Texte von Bischof Kräutler, Kurzfilme vom Amazonas, brasilianische Lieder, Satiregruppe „Die Sterndeuter“
anschließend (ca. 18.30 Uhr) Solidaritätsmarsch zur Andritz-Niederlassung, Eibesbrunnerg. 20 (900m). Bringt Laternen mit! Botschaften an Andritz werden deponiert.

Shanajio
00
24.11.2010, 14:22

Und wo bauens 100 - 500 solcher Kraftwerke hin, um den Großraum Wien zu versorgen?

Herzerzog Johann
12
24.11.2010, 10:57
Was passiert da genau?

Gegenseitiges Schulterklopfen und Versicherung der eigenen Überlegenheit? Wird Andritz ganz sicher schwer beeindrucken ...

yksi
21
24.11.2010, 10:15
Energieeffizienz ?

Sie wollen Energieeffizienz? Und das mit Sonnen Energie? Wissen Sie überhaupt, welchen Wirkungsgrad economislch sinnvolle Photovoltaik Anlagen momentan haben? Können Sie sich die Fläche vorstellen, die Sie mit PV Anlagen zu pflastern müssten, um mit einer equivalente Jahresenegie rechnen zu können?
PV ist OK und Sinnvoll, für dezentrale versorgungen. Für Großprojekte allerdings fraglich (Vorallem in Tropen regionen)

Andreas Mittermayer
23
24.11.2010, 11:20
Gerade in einem Land wie Brasilien wäre es sogar möglich, den

.
gesamten Energiebedarf des Landes mittels Photovoltaik zu decken.

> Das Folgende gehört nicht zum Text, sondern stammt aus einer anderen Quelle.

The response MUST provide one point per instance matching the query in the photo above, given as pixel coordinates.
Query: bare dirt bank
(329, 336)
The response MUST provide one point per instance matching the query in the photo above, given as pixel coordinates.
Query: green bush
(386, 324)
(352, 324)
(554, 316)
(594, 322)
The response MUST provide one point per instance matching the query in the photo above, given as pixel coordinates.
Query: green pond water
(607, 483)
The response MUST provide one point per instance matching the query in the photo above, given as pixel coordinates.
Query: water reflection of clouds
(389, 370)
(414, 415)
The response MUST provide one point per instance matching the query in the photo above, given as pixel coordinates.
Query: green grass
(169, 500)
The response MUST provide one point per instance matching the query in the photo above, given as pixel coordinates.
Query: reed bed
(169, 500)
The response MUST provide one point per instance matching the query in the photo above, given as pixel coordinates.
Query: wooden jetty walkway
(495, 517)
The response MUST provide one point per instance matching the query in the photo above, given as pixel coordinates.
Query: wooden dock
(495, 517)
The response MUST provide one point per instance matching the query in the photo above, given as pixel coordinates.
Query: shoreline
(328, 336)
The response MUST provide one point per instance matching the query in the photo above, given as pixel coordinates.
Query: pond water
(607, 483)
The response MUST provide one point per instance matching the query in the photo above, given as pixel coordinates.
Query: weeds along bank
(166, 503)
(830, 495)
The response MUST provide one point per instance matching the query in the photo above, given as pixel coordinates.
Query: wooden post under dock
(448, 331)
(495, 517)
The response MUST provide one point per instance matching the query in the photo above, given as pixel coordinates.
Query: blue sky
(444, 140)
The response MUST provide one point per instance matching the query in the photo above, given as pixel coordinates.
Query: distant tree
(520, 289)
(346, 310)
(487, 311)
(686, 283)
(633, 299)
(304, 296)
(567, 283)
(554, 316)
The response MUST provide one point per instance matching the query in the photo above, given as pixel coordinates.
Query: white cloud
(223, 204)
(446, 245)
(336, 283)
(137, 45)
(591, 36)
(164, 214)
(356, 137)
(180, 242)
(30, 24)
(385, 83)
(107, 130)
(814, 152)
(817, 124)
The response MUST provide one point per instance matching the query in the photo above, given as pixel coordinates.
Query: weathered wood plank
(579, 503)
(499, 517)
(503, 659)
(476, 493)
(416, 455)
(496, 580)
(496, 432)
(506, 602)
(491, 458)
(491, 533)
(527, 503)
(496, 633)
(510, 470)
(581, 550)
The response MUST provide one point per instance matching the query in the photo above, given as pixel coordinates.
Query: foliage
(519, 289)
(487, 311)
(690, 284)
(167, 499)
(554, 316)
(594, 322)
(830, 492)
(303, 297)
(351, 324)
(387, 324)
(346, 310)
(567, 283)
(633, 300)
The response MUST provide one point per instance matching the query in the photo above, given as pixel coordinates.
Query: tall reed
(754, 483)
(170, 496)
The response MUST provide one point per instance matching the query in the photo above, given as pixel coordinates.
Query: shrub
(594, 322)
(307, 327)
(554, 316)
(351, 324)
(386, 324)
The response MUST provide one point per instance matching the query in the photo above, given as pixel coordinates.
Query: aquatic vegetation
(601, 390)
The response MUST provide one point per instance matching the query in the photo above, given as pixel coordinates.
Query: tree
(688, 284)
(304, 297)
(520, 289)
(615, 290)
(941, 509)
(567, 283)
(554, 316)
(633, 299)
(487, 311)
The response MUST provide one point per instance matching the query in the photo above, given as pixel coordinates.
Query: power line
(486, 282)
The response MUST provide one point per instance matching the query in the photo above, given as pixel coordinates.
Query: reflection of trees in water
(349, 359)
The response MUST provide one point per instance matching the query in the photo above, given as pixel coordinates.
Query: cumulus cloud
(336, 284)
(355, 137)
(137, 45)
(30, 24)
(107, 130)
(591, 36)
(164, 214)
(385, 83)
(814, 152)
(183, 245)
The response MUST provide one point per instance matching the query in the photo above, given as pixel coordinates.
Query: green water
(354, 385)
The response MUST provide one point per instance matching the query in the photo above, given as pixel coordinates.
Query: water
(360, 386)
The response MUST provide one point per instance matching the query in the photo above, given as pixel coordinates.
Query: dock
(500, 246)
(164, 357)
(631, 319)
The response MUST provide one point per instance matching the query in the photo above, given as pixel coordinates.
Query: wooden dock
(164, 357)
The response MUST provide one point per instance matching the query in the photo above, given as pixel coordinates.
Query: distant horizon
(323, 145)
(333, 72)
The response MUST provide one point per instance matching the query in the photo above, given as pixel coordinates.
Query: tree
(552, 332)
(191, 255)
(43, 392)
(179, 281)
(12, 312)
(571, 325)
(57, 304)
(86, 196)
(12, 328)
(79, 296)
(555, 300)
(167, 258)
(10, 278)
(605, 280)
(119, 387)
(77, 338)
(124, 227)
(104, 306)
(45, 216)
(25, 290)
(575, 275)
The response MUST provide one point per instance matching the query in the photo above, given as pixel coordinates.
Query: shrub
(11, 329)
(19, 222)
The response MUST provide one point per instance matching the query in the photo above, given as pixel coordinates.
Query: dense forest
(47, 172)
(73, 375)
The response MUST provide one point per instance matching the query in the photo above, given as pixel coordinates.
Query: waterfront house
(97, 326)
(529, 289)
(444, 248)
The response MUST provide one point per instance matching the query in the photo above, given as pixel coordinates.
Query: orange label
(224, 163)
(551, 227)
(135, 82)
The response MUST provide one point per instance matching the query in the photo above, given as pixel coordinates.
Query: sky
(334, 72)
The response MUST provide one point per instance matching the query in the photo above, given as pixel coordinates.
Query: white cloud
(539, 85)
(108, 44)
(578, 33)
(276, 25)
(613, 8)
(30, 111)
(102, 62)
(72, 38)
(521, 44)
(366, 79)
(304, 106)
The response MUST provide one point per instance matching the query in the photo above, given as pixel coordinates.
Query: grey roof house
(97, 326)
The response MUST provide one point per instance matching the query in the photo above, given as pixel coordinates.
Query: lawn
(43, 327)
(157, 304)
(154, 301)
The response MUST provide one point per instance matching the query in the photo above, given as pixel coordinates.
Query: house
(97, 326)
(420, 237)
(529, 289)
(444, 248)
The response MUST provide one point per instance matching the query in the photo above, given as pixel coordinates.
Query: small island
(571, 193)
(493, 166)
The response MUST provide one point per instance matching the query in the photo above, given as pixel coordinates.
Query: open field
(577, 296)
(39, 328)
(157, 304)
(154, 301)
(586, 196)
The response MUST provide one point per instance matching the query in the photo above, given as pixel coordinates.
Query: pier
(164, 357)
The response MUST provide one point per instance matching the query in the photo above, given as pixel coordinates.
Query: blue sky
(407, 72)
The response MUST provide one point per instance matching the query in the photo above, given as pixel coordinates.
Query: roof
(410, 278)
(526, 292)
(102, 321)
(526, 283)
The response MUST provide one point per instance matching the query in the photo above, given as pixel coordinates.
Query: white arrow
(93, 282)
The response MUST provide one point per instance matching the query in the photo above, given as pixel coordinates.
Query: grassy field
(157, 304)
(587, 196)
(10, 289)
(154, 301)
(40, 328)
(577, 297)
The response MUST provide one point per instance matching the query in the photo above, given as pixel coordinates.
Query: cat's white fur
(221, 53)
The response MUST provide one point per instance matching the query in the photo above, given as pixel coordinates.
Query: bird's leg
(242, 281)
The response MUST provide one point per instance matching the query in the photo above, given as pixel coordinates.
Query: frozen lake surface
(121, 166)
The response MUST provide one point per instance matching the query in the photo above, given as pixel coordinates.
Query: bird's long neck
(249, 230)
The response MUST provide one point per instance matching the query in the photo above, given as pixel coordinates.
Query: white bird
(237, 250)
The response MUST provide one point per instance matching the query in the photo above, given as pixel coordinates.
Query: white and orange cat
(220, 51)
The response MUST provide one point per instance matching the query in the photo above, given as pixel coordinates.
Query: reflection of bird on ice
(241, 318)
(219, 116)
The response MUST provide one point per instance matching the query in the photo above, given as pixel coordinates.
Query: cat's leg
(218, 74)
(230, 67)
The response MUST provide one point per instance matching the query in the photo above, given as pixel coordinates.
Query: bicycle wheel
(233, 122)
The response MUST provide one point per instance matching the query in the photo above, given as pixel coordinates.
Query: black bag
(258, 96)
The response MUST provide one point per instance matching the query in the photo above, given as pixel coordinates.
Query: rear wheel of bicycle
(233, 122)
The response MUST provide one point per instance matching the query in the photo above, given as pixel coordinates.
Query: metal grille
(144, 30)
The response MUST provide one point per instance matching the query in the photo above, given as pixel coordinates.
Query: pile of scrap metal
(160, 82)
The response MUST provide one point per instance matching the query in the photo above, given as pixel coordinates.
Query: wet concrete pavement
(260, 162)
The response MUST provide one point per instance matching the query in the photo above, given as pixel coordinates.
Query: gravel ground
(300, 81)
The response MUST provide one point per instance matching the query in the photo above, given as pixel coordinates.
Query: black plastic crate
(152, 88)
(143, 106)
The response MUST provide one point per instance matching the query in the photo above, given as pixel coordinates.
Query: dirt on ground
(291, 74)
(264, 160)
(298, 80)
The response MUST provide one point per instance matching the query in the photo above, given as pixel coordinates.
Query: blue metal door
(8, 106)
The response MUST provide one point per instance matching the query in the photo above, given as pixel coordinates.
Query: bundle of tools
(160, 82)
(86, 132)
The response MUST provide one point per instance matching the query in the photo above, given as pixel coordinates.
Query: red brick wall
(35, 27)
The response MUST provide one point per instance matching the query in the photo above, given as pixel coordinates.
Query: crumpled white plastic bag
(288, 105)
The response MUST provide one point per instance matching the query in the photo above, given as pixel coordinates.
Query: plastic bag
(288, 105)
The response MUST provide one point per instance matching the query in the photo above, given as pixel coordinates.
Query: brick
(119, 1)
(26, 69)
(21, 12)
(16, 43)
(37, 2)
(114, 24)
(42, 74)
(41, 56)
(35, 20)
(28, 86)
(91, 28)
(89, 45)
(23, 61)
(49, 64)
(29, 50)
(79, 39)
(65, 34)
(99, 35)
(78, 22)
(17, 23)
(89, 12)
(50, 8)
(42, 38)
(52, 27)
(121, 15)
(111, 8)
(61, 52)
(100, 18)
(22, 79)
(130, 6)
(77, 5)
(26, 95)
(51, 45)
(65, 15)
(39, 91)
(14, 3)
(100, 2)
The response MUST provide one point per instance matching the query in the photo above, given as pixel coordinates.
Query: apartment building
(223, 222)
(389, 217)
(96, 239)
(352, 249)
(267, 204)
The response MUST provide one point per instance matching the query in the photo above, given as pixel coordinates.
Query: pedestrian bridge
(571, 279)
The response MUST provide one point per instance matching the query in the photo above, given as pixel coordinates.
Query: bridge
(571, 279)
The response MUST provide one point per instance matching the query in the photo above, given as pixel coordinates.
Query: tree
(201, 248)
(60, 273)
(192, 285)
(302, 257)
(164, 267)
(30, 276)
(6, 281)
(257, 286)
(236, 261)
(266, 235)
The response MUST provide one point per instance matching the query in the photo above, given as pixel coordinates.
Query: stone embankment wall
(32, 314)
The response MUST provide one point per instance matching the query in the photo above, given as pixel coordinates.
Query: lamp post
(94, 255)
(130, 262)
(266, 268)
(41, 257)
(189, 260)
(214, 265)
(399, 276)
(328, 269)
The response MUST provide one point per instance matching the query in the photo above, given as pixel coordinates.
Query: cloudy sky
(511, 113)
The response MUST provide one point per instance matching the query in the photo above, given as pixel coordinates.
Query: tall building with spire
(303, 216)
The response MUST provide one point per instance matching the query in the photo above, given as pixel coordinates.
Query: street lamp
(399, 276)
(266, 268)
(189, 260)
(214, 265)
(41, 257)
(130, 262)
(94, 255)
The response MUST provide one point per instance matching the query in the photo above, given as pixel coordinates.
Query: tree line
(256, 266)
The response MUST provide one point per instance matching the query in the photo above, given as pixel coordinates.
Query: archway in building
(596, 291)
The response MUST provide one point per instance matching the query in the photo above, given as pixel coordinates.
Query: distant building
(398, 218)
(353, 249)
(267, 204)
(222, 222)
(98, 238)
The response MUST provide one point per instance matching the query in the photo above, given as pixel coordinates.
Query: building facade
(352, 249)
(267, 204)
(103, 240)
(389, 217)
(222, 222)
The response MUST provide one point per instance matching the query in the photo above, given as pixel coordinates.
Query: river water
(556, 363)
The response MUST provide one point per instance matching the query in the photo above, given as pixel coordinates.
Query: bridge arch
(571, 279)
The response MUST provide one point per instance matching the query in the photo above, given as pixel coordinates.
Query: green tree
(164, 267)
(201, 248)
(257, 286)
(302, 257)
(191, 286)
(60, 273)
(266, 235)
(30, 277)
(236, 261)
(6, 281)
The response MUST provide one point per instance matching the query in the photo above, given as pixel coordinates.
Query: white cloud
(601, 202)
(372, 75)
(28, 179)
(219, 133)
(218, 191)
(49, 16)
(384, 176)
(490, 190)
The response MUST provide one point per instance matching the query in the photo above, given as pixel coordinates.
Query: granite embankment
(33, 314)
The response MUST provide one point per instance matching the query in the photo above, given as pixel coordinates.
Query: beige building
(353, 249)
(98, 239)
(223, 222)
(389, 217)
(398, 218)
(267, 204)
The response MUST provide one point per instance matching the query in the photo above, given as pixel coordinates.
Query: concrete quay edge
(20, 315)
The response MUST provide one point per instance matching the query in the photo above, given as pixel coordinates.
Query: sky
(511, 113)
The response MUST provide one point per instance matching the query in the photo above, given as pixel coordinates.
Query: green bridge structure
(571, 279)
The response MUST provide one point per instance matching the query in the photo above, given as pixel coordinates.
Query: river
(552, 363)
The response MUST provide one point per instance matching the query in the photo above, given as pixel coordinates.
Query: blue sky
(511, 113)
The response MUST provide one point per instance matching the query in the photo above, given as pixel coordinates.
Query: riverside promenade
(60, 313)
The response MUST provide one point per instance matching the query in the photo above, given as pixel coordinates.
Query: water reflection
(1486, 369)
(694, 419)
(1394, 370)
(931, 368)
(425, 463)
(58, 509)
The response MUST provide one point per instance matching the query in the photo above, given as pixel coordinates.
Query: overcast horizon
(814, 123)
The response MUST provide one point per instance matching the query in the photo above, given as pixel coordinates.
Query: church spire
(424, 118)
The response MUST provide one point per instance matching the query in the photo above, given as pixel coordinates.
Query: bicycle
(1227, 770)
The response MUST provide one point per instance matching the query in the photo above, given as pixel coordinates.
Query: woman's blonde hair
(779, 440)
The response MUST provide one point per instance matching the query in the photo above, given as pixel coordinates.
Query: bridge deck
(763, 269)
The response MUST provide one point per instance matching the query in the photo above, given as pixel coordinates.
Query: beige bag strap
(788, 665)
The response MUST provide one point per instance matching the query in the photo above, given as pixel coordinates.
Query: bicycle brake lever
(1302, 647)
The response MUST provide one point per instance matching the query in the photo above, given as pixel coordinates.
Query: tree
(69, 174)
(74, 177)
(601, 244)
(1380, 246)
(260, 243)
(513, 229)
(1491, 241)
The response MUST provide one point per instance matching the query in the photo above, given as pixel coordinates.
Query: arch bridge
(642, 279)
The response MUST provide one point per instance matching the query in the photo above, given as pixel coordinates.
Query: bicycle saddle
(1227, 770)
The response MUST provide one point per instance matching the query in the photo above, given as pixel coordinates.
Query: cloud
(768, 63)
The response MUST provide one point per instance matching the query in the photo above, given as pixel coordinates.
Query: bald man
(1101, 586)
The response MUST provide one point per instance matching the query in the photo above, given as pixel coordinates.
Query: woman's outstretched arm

Ein Mix vieler verschiedener Erneuerbarer Enerigeträger ist jedoch aus vielen verschiedenen Gründen vorzuziehen.

Siehe auch:

http://de.wikipedia.org/w/index.p... 0702012445

silurus g
00
24.11.2010, 11:56

Na das schau ich mir an wie ganz Brasilien am Abend den Fernseher für die neuste Telenovela aufdreht und das ganze mit Solarenergie deckt.

Hat dann jeder einen Akkuraum daheim?

Andreas Mittermayer
10
24.11.2010, 12:11
Na, haben Sie mein Posting nicht gelesen??

.
Ich habe geschrieben: "Ein Mix vieler verschiedener Erneuerbarer Enerigeträger ist jedoch aus vielen verschiedenen Gründen vorzuziehen. "

Ein wesentlicher Grund dafür ist, den Speicherbeadrf klein zu halten.

Wenngleich auch eine Speicherung bei 100% Photovoltaik technisch möglich wäre.

Jedoch aus finanziellen und aus Ressourcengründen nicht sinnvoll.